We run CryoSPARC in a cluster setting.
Our cluster is configured as following -
$ cat cluster_info.json
{
“name”: “dfci-cluster”,
“title”: “dfci-cluster”,
“worker_bin_path”: “/data/CryoSPARC/cryosparc_worker/bin/cryosparcw”,
“send_cmd_tpl”: “{{ command }}”,
“qsub_cmd_tpl”: “sbatch {{ script_path_abs }}”,
“qstat_cmd_tpl”: “squeue -j {{ cluster_job_id }}”,
“qdel_cmd_tpl”: “scancel {{ cluster_job_id }}”,
“qinfo_cmd_tpl”: “sinfo”,
“cache_path”: “/data/CryoSPARC/SSD”,
“cache_quota_mb”: 7000000,
“cache_reserve_mb”: 100000
}
Everything was fine until today I noticed that one of the working nodes run out of space on SSD cache partition.
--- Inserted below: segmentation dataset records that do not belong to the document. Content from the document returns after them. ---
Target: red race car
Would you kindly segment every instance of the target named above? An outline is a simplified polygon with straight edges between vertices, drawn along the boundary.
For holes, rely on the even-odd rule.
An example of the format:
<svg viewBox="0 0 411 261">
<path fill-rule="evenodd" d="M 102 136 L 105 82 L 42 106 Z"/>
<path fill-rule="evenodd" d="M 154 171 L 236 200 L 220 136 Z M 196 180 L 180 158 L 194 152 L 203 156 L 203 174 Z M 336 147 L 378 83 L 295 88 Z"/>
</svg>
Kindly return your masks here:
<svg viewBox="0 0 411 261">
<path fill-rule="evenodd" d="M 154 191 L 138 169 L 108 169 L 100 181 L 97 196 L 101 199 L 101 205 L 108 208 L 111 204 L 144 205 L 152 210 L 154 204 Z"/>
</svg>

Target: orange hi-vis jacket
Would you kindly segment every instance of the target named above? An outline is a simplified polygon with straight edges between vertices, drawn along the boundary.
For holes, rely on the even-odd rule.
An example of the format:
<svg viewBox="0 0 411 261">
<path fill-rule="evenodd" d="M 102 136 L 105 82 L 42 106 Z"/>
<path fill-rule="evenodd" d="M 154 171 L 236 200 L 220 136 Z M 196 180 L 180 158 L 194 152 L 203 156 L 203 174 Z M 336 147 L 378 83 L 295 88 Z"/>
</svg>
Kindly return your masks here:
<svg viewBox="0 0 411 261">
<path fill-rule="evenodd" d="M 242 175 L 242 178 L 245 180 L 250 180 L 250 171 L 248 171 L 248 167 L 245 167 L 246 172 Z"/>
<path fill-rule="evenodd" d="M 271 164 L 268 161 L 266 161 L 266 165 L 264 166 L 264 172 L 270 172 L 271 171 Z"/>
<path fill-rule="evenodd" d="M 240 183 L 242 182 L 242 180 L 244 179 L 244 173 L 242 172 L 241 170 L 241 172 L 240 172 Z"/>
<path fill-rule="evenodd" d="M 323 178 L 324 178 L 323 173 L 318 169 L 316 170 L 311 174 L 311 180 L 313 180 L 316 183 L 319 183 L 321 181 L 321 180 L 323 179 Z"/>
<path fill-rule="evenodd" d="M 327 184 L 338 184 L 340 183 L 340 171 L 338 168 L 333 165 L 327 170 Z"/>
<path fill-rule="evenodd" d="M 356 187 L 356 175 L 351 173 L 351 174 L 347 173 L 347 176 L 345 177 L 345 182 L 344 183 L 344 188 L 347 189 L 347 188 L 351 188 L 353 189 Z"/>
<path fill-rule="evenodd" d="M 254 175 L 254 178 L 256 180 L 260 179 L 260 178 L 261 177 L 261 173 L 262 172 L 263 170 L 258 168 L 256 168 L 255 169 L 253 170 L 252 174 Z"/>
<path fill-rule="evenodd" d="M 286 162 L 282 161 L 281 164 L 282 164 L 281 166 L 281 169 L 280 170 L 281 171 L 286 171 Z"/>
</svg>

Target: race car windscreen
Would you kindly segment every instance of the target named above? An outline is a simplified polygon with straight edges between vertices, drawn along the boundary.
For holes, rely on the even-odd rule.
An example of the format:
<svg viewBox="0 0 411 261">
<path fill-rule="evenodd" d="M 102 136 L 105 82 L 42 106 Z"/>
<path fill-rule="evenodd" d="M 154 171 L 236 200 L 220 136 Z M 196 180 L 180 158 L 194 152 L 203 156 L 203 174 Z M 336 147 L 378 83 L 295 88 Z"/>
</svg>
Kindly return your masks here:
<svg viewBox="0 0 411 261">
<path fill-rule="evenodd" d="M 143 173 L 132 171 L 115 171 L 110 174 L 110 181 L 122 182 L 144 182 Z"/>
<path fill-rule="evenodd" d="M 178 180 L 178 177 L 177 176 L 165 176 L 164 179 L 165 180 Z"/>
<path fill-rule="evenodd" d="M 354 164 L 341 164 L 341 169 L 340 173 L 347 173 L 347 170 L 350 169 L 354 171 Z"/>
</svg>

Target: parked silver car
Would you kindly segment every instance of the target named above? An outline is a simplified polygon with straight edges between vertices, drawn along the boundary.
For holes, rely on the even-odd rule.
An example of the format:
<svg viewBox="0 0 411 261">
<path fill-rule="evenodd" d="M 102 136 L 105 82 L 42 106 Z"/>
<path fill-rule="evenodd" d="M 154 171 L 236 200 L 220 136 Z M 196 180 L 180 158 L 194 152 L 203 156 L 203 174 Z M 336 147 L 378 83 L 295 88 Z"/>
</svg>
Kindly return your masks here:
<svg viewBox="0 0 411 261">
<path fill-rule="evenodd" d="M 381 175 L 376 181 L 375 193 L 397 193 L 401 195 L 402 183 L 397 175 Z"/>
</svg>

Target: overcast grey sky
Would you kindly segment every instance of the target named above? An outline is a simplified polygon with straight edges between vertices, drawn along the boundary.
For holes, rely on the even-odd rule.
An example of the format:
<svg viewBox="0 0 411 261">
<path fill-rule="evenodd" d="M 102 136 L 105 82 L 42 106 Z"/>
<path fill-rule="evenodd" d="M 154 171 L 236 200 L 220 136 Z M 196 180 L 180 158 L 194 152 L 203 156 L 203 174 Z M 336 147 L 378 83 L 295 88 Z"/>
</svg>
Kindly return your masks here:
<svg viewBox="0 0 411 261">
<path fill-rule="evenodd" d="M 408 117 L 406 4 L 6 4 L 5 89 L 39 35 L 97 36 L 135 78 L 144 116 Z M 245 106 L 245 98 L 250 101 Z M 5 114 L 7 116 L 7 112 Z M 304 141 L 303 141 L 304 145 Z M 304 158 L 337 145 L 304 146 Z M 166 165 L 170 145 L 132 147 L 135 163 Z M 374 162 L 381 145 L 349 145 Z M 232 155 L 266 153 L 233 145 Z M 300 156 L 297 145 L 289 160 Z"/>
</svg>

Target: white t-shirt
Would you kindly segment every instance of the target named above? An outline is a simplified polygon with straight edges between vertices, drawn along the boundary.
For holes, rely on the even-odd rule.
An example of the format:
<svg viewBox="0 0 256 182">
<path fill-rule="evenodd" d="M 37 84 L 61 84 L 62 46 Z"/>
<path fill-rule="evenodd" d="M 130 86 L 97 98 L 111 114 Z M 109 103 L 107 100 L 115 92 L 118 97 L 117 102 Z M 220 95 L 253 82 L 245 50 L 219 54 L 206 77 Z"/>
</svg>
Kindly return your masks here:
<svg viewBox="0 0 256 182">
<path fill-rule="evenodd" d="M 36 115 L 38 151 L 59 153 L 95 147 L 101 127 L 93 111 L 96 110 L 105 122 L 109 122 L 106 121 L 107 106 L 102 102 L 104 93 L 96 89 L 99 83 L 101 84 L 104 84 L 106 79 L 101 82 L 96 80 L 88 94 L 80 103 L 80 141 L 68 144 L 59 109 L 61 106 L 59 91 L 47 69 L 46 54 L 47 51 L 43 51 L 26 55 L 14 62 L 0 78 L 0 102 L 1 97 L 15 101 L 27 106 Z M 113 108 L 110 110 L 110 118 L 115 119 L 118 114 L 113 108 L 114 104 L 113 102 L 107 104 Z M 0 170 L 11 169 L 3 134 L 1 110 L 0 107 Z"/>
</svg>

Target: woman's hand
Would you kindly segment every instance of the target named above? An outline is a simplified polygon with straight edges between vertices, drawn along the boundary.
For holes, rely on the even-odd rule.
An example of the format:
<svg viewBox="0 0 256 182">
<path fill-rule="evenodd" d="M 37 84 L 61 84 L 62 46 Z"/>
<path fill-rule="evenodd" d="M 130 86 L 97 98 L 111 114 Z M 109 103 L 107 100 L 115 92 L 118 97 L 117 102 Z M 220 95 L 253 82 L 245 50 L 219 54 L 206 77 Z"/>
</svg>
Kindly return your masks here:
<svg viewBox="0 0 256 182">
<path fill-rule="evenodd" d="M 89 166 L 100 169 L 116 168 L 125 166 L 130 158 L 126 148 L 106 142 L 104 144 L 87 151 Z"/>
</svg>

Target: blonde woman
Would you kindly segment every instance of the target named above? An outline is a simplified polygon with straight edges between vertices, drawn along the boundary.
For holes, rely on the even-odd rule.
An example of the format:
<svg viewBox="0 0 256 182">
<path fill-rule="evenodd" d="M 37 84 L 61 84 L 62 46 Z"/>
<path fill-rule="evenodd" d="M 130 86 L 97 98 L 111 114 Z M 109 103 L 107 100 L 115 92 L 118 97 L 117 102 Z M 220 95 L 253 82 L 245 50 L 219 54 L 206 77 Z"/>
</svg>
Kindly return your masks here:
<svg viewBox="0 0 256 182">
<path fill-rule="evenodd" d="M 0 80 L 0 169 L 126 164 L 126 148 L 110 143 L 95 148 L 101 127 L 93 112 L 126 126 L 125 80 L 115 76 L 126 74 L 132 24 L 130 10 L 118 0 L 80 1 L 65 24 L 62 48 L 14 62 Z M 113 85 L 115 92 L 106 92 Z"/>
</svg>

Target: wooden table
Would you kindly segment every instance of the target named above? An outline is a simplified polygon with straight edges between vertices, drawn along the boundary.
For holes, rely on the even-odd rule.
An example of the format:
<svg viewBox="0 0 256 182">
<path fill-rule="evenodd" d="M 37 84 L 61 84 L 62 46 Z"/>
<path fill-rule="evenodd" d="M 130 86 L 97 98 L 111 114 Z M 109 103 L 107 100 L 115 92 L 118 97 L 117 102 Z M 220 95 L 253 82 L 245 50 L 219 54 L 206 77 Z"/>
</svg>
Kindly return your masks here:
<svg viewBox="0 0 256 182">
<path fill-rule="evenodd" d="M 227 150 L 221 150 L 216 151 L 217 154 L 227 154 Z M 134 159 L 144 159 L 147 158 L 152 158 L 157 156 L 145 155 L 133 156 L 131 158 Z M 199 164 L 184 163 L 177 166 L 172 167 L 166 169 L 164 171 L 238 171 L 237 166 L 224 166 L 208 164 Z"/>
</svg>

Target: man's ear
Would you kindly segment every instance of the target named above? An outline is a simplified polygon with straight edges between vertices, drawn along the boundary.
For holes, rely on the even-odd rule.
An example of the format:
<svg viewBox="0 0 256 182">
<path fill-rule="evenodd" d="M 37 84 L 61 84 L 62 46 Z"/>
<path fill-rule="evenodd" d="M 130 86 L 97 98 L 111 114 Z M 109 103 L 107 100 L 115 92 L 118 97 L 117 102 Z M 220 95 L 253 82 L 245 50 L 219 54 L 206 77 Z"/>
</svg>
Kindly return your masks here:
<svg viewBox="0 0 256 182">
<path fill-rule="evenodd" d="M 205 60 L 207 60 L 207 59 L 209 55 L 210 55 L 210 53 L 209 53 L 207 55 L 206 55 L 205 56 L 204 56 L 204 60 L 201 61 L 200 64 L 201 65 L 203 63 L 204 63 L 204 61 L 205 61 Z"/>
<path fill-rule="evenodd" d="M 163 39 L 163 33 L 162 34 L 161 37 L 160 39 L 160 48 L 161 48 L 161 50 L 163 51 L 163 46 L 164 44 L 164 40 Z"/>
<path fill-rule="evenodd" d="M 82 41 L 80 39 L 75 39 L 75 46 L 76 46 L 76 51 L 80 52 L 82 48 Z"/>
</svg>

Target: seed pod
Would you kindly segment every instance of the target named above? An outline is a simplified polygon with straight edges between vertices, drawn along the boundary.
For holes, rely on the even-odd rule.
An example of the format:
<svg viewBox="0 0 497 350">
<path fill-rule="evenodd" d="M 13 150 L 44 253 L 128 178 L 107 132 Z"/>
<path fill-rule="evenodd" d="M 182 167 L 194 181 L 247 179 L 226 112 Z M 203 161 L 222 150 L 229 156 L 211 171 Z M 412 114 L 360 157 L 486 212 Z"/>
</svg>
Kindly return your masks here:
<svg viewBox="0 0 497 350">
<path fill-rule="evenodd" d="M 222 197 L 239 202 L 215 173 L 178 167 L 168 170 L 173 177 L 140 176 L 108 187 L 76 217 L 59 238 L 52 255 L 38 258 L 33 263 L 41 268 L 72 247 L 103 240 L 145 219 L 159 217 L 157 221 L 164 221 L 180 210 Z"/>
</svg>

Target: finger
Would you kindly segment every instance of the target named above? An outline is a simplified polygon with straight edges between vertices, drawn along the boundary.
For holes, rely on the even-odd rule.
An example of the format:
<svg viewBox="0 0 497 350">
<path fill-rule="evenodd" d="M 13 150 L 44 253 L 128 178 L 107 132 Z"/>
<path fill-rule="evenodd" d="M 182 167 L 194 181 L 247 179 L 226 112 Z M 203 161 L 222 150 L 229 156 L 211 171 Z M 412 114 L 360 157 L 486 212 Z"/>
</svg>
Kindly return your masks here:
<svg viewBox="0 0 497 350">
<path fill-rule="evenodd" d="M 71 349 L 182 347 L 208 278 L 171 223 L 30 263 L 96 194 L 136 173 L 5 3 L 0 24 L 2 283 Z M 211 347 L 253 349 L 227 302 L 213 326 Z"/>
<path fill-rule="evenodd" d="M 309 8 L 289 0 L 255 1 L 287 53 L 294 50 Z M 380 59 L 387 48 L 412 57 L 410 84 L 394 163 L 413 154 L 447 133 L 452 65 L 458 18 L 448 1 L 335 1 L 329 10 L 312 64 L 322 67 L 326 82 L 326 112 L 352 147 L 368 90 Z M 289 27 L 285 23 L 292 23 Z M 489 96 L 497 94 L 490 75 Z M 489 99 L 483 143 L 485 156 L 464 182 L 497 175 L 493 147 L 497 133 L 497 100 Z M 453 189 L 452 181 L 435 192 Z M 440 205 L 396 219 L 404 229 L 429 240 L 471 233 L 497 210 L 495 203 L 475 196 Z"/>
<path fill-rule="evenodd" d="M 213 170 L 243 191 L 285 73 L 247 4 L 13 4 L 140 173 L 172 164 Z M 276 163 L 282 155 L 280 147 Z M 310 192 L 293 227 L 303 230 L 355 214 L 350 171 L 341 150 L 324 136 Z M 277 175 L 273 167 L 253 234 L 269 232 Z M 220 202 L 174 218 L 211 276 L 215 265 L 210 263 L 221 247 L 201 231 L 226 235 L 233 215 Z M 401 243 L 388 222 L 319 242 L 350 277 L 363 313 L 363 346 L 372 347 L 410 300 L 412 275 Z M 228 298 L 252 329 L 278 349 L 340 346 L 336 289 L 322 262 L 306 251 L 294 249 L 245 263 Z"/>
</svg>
Was really surprised to see this -
$ du -ms /data/CryoSPARC/SSD/
7316775 /data/CryoSPARC/SSD/
As you can see SSD cache uses 300+ GB more that it was quoted to.
It’s an active cluster with multiple jobs from multiple users being run at the same time. But still…
Any suggestions fixing that and making sure it doesn’t happen again really appreciated.